I have achieved the greatest feat of my project life. A family had a big screen tv, a 1997 Hitachi, and their house got hit by lightning. They got the tv appraised to be fixed for 500 bucks, so they just got it replaced with a plasma. They put the old one on craigslist, and I picked it up and proceeded to repair it. I actually only spent 50 cents on replacement fuses. The feeling of achievement is awesome, I know that not even my biggest supporters believed I could do it; people recognize I have lots of talent and experience but still think I'm an amateur. A tv must be far too complicated.
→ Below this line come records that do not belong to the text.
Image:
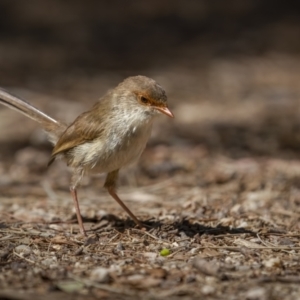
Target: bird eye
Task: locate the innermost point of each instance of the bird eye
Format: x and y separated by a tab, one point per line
144	100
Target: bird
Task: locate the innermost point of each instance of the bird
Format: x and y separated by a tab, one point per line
104	139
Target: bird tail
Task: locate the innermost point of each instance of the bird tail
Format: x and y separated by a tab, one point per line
53	127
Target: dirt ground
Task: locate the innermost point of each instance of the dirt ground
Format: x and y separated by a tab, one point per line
218	187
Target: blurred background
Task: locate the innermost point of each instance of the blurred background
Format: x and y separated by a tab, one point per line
231	69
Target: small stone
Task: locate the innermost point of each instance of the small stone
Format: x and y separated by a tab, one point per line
100	275
23	250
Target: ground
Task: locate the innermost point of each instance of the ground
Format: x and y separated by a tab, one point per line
218	186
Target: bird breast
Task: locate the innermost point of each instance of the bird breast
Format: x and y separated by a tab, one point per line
120	146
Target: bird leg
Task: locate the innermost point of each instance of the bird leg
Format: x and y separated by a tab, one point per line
76	177
78	214
110	185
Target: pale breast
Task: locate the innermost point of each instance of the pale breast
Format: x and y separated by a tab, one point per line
121	147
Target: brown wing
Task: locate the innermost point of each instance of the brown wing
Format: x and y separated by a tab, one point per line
85	128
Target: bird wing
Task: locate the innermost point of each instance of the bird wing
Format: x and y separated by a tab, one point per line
82	130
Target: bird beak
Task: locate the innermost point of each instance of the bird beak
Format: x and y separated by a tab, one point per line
165	111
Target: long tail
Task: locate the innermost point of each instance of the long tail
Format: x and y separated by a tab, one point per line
53	127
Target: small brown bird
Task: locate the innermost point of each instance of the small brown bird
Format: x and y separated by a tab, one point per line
111	135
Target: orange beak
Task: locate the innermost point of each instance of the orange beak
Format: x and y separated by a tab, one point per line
165	111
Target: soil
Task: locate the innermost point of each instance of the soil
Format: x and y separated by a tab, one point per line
218	187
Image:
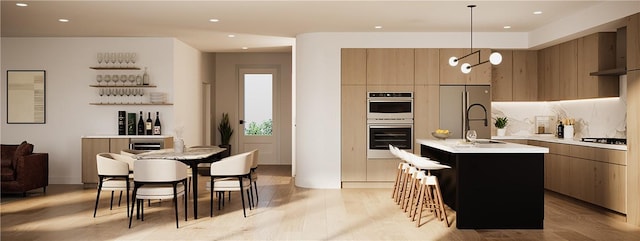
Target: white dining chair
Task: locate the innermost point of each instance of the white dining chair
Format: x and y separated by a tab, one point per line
158	179
231	174
113	175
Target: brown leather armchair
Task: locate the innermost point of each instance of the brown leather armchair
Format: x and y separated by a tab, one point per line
23	170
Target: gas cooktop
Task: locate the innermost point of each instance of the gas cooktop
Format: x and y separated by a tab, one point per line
616	141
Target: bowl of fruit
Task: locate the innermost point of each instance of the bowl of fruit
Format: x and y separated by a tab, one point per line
441	134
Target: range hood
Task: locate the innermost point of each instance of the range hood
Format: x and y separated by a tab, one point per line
621	56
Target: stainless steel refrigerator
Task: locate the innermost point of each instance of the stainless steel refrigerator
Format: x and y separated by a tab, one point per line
458	100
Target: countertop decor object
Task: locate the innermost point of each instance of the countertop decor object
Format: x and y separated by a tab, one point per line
501	124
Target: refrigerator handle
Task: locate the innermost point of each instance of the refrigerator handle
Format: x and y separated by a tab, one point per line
464	113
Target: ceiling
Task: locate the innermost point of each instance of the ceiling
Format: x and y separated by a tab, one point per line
270	26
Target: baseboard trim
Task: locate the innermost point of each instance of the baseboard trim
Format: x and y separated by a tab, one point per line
367	185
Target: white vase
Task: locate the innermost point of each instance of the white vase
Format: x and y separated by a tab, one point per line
502	131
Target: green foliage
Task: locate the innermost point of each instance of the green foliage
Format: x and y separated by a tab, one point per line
263	129
225	129
501	122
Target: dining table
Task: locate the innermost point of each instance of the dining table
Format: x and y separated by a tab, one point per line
191	156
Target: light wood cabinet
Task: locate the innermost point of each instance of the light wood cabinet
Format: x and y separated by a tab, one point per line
353	133
549	73
427	67
633	42
516	78
597	52
390	66
568	71
591	174
480	74
502	78
353	67
93	146
525	75
426	115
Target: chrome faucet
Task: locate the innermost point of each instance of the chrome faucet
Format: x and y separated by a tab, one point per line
486	120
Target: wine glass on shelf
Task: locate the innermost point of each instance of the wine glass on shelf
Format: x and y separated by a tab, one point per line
123	79
120	59
471	136
100	59
127	59
132	79
134	58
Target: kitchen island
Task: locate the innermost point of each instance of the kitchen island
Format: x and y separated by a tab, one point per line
491	184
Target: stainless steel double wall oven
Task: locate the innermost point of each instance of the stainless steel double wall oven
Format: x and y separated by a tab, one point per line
389	121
Well, I figured it out and now it works so BOO YA.

TV Image 1
This is the TV so you can see it, it's 52 inches and all put back together.
TV Image 2
Here you can see us playing Wii on it. The yellow bar on the top is a normal progressive scan, take a photo of any big screen tv or tube tv and you'll see something similar. Like how we have 2 huge TV's right next to each other, one for games and one for tv.
TV Image 3
This is a diagram from the service manual which explains the diagnostic LED system, I had to understand about 60 pages of this.
TV Image 4
Here, you can see the 2 main fuses, both fine. S901 is a relay switch for the power, it's ok. T901 is the transformer, it gets warm. Also, I901 is the mystery part all of my functional diagnosis flow charts point to, so for a while I thought that was the problem.
TV Image 5
Here's what was strange. The protect LED was on, but leading to this circuit is F903, a fuse, which is circled on the left. I've never seen a fuse like this, how do I know if it's blown? It has no continuity across it, so I think that's it, and I'm gonna replace it with a socket and real fuse as my next step.
TV Image 6
More pics of the board, I had to replace those 2 fuses and that did the trick. Hardly a 500 dollar fix, wouldn't you say?
TV Image 7
This is another view of the board, as a reference. It's the whole power circuit.